%load_ext sql
from sqlalchemy import create_engine
%sql postgresql://postgres:****@localhost/dvdrental
engine = create_engine('postgresql://postgres:****@localhost/dvdrental')
A table contains data. A table is used to organise data so that it can be manipulated and analysed in various ways applicable to the questions being asked of the data. A data table can be broken down further to its constituent parts:
Each row in a table represents one entry, in the sketch below, the row entry from left to right is, Jane, Lawyer, England and 27. Each column in a table represents a feature, the below example shows the "Country" feature. It is important to note that each entry in the column is of the same datatype.
The most fundamental keyword in SQL is the SELECT
command. This command allows retrieval of selected data from a database. Usually the SELECT
command is used in conjunction with the FROM
command.
SELECT
specifies columns of interestFROM
specifies where these columns are storedOften SQL scripts will work without terminating a statement with a semicolon, but it is best practice to end a statement with a semi colon (;). It is also good practice to write all commands in uppercase, such as SELECT
.
The SELECT
can specify what columns should be returned from what tables, or what records should be returned based on the value of certain columns. The following example uses SELECT
to select data FROM
the payment table, the query reads like plain english.
%%sql
SELECT * FROM payment
LIMIT 5;
* postgresql://postgres:***@localhost/dvdrental 5 rows affected.
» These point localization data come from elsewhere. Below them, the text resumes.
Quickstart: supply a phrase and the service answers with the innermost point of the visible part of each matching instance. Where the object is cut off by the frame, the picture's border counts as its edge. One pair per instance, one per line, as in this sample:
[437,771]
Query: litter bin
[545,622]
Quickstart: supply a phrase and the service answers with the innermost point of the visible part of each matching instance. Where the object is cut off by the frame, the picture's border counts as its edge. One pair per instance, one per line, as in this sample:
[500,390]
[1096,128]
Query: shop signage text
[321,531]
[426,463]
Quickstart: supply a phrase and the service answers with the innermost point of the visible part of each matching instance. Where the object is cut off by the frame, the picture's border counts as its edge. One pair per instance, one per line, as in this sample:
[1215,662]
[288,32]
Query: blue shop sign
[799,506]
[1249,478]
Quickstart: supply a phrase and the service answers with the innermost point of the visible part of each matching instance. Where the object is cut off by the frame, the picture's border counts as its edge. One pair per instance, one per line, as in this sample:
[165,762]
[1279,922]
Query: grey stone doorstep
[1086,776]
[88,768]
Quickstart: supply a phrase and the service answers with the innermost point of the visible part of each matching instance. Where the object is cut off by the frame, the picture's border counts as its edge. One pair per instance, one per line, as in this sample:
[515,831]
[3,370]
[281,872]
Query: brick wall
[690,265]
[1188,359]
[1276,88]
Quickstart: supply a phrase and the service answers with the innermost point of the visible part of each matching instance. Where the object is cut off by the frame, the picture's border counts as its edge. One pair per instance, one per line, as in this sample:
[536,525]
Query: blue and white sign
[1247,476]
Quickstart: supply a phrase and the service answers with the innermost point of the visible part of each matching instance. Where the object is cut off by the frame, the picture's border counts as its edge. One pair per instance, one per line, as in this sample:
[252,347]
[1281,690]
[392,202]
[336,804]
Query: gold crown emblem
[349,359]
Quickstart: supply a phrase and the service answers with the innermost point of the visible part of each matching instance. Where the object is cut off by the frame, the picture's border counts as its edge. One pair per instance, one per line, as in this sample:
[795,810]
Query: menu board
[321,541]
payment_id | customer_id | staff_id | rental_id | amount | payment_date |
---|---|---|---|---|---|
17503 | 341 | 2 | 1520 | 7.99 | 2007-02-15 22:25:46.996577 |
17504 | 341 | 1 | 1778 | 1.99 | 2007-02-16 17:23:14.996577 |
17505 | 341 | 1 | 1849 | 7.99 | 2007-02-16 22:41:45.996577 |
17506 | 341 | 2 | 2829 | 2.99 | 2007-02-19 19:39:56.996577 |
17507 | 341 | 2 | 3130 | 7.99 | 2007-02-20 17:31:48.996577 |
The asterisk (*) is a wildcard, and returns all columns from a given table.
In the above query, the SELECT
statement uses the wildcard to return all of the columns FROM
the table called payment. The LIMIT
command at the end of the query restricts the rows affected to 5, in order not to return all of the rows, which could be many thousands.
Above is returned 6 columns of data, where the rows returned have been limited to 5. If the LIMIT
command was not used, 14596 rows would be returned.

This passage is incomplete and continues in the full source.